Novos caminhos para o futuro

dezembro 2022

Eliane Xunakalo é uma mulher do seu tempo. Percebeu que para manter sua cultura viva e as terras de seus ancestrais intocadas era preciso estar atenta à contemporaneidade e aos movimentos do mundo. Ultimamente, tem se dedicado a estudar créditos de carbono – algo que até outro dia não lhe diria respeito e que muita gente boa desconhece. “Em 2016, já tinha feito pós em Direito Administrativo e Administração Pública, porque entendo que a gente precisa compreender como funciona a estrutura do poder público para poder cobrar. Não basta saber os direitos, tem que conhecer os caminhos”, diz ela, mais uma liderança feminina emergente do movimento indígena e uma fé no futuro. Anotem o nome.

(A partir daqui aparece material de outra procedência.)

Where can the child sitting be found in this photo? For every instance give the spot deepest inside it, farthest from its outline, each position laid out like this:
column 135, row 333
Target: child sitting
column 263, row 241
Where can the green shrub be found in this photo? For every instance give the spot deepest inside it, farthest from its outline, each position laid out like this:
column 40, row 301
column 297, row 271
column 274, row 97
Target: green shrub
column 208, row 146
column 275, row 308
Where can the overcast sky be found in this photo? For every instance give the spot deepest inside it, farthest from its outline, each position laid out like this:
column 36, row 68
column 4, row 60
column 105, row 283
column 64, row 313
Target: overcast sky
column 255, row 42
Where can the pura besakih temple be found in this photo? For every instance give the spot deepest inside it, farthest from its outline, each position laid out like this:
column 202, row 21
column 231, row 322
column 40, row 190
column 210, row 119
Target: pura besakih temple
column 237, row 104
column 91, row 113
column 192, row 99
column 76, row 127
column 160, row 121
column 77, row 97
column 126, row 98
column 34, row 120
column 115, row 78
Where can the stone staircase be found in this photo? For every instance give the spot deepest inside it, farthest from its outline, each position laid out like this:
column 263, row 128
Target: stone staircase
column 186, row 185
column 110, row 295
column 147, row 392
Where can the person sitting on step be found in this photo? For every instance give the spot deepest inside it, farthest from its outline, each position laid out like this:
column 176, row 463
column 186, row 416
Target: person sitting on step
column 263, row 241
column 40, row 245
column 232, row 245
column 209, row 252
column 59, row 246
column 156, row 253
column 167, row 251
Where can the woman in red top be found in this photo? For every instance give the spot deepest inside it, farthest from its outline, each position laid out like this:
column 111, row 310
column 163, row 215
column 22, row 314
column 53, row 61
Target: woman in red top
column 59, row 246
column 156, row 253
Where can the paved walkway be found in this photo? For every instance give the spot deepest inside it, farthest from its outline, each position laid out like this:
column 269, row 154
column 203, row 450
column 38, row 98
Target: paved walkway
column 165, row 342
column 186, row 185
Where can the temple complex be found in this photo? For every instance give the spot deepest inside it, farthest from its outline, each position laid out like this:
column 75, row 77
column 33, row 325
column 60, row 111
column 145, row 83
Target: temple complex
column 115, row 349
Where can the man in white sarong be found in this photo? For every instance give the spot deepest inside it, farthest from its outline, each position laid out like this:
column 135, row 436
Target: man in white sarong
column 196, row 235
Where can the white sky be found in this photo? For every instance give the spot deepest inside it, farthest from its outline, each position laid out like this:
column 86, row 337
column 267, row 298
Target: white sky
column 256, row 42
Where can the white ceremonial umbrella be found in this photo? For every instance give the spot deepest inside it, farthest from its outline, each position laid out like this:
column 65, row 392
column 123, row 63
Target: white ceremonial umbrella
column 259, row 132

Mãe de três filhos, de 10, 5 e 3 anos, e quatro cachorros, Eliane é Bakairi. Esse povo originário do Cerrado mato-grossense está no meio do maior fogo cerrado: o direto, que vem destruindo o segundo maior bioma brasileiro com incêndios cada vez maiores e constantes; e o que ricocheteia na Amazônia, ao abrir caminho para invasores – os Bakairi vivem em duas terras nos arredores do Parque Nacional do Xingu. Depois de uma eleição difícil, em que enfrentou uma oposição violenta, Eliane foi eleita a primeira presidenta da Federação dos Povos e Organizações Indígenas de Mato Grosso (Fepoimt). Uma vitória histórica.

A votação foi apertada e deixou sequelas. Guerreira que usa a doçura como arma, Eliane prega a conciliação. “Nós, povos indígenas não podemos ser inimigos. Estamos pregando diálogo, união e consenso. Não vamos excluir nenhum povo que pensa diferente da gente, pelo contrário. Foi com essa proposta que nos apresentamos, que fomos eleitos e que vamos trabalhar. Nossa palavra é consulta transparência, protagonismo e força”, diz ela, demonstrando grande maturidade para os seus 36 anos, um contraste com autoridades mais velhas, que perecem crianças.

A Fepoimt foi criada em 2017, representa os 43 povos indígenas do estado. O próprio Cacique Kayapó Raoni se empenhou na campanha. Eliane Xunakalo irá enfrentar pedreiras à frente da federação. O poder mudou de mãos a nível federal, mas permaneceu nas mesmas em Mato Grosso. O governador, um senador e 18 dos 24 deputados estaduais mato-grossenses foram reeleitos. Ela tentou uma vaga na assembleia estadual, mas não foi eleita. “Tive 4.046 votos. São votos importantes porque são limpos e abrem caminhos. Pela falta de recursos e de experiência analiso como um resultado positivo. E sou a primeira indígena eleita como suplente na Assembleia. É um resultado histórico”, analisa.

O fato de ter ao seu lado outras mulheres corajosas como ela é outro motivo de otimismo: Eliane é vice-presidente da União das Mulheres Indígenas da Amazônia Brasileiras (Amiab) e cofundadora da Articulação Nacional Das Mulheres Indígenas Guerreiras da Ancestralidade (Anmiga), além de ser sou assessora de articulação política e para questões climáticas da Takná, instituição que tem 13 anos e trabalha com os direitos das mulheres indígenas no Mato Grosso.

Mas Eliane nunca esteve sozinha. O marido apoia seu trabalho desde o começo e ela também foi incentivada a estudar por seu povo, pelas lideranças e anciões da sua aldeia. Quando estudou em Cuiabá, aprendeu com o movimento estudantil que era preciso levar a voz do movimento indígena a todos os recantos do planeta. “Nós não somos o atraso. Nós somos os guardiões do bioma, somos os guardiões do futuro. Precisamos que quem está no poder entenda isso”, diz Eliane Xunakalo. O Mato Grosso é a nossa primeira linha de defesa contra a destruição da Amazônia. A tarefa está em boas mãos, mas a Fepoimt precisa do apoio de todos nós.